The Woman Who Poisoned the Prophet ﷺ at Khaybar

Zaynab bint al-Harith

زينب بنت الحارث


Summary

After the Battle of Khaybar, Zaynab bint al-Harith, a Jewish woman whose family had perished in the fighting, prepared a poisoned roast lamb and presented it to the Prophet ﷺ. The Prophet ﷺ spat out the first mouthful, warned — the account says — by the meat itself; but the Companion Bishr ibn al-Bara' ate his portion and died.


The Story

At the taking of Khaybar in year 7 of the Hijra, the fighting had claimed the lives of Zaynab bint al-Harith's father, uncle and husband. In revenge, she prepared a roast lamb, having found out which part the Prophet ﷺ preferred — the shoulder — which she poisoned most strongly.

She presented the dish. The Prophet ﷺ took a mouthful but did not swallow it and spat it out, saying this meat had informed him that it was poisoned. His Companion Bishr ibn al-Bara', however, had swallowed his portion: he died from it.

Questioned, Zaynab confessed without reservation: 'You did to my people what you did. I said to myself: if he is a prophet, he will be informed; and if he is only a king, I will rid people of him.' According to the hadiths, the Prophet ﷺ did not take revenge for what had been done to him personally. But when Bishr died from the effects of the poison, Sira accounts report that she was handed over to Bishr's family and put to death in application of the law of retaliation (qisas).

The texts also report that the Prophet ﷺ continued to feel the effects of this poison until the end of his life. Aisha reports that in his final illness he still mentioned the pain of 'the food eaten at Khaybar' — which led Muslims to say he also died as a martyr.

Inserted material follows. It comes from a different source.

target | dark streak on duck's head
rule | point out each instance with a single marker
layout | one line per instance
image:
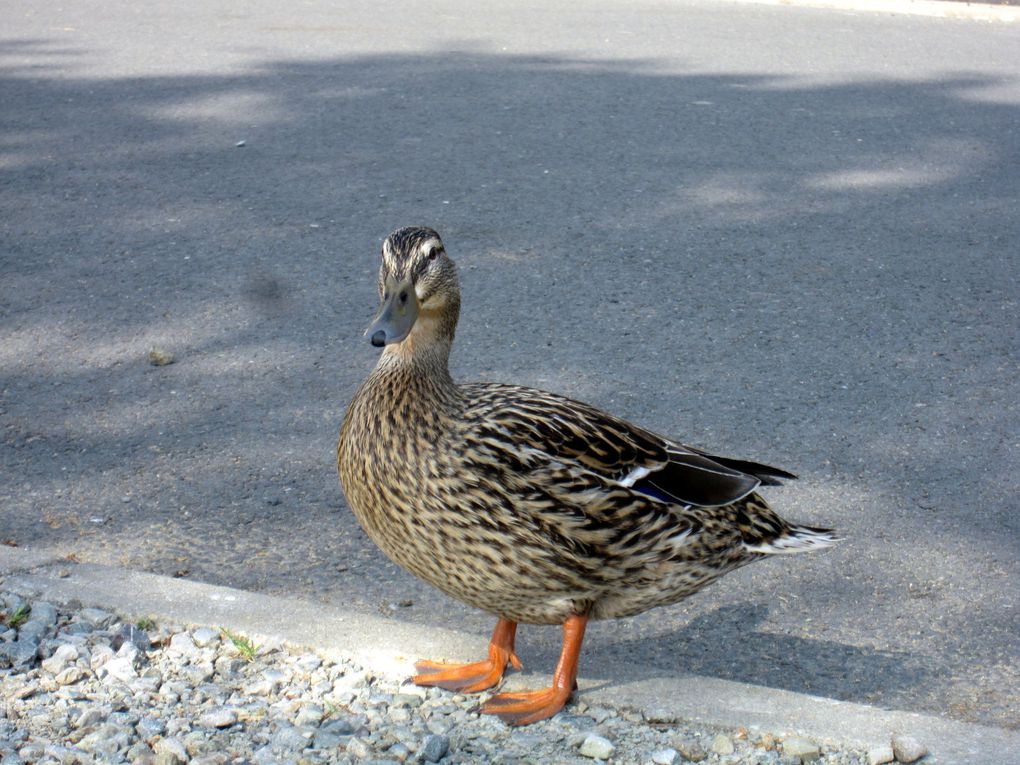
(418, 290)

On the solidity and variants of this account: the core of the episode (the poisoning, the Prophet ﷺ being warned, Bishr's death, the pain felt until the end) is reported in AUTHENTIC hadiths of Bukhari and Muslim. This is solidly established. One point varies between sources: Zaynab's fate. The hadiths of Bukhari/Muslim insist that the Prophet ﷺ did not avenge himself personally ('Should we kill her? — No'). The Sira works (Ibn Ishaq, Ibn Sa'd) add that she was later executed, after Bishr's death, under the law of retaliation for this murder — which is consistent and distinct from the Prophet's ﷺ personal pardon. The distinction is important: the Prophet ﷺ pardoned the offence done to his own person; justice was exercised for the murder of another man.


The Lesson

This episode shows two things. First the Prophet's ﷺ clemency, who did not avenge the wrong done to his own person. Second that personal pardon does not erase the justice owed to others: Bishr's life called for restitution. It also recalls the dignity of the Prophet ﷺ in trial, bearing the effects of the poison without bitterness.